In five months, Killer became officially ours, strewing his jeans and his Permanent Puppy concert tees on the wide-plank floor of the choir loft with the loggia that faces the pool.  We bought Newton, too, from Equu-Liberty, for $11,175, which seems such a random number, yet a small price to pay.


Back in the day, Zack and I didn’t fall into any particular clique, delinquent or otherwise.  He might have been a jock but he couldn’t stand their posturing.  He ran at first to impress his father, the Colonel, and then because he fell in love with it.  He ran cross-country because he was so goddamn good.  He ran alone, mostly, but once a week, on Sundays, super-early, he allowed me to run down the Ankle-Breaker with him, and he slowed down for me.  I couldn’t possibly have loved another human any more than I loved Zackary Riley.  I’ve never loved like that again, though, in a strange way, Killer’s coming close.

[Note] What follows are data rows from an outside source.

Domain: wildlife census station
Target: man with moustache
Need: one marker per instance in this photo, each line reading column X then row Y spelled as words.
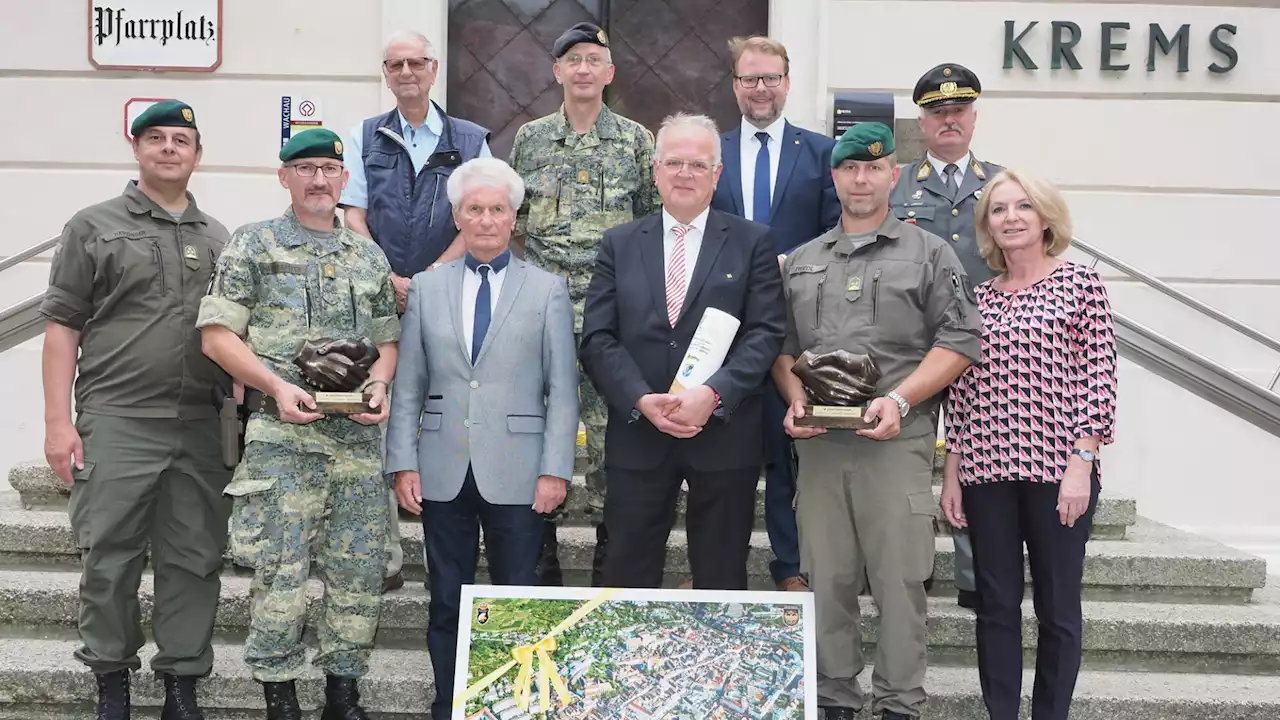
column 878, row 286
column 585, row 171
column 654, row 281
column 310, row 491
column 400, row 164
column 142, row 456
column 780, row 176
column 938, row 194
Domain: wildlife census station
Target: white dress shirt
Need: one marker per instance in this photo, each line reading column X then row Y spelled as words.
column 693, row 244
column 750, row 147
column 470, row 290
column 940, row 167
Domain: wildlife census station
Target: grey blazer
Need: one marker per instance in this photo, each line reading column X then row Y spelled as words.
column 513, row 415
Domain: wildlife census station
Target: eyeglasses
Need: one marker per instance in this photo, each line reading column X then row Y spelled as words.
column 752, row 81
column 695, row 167
column 416, row 64
column 309, row 171
column 594, row 62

Benjamin always knew there was something about that boy from my past.  I used to blow it off, or minimize:  “Oh, it was only kid stuff,” I told him.  Nothing could be further.  He pined for details, and suffered, and wondered how I could be so coy, or so cruel.  We had never established an explicit “no secrets” rule, but after 17 years, it goes without saying you don’t stable your self away from your spouse.

I never intended to take anyone else down the Ankle-Breaker—especially someone else I loved.  It was my path alone to ramble in dishonor.  But the magazine story I recently read about Zack Riley, the world-class weapons engineer, and “the talk” we recently delivered to Killer re:  girls (or a certain girl), both stirred up all the stones there under the mud of that disused trail.  Dirt of indignity.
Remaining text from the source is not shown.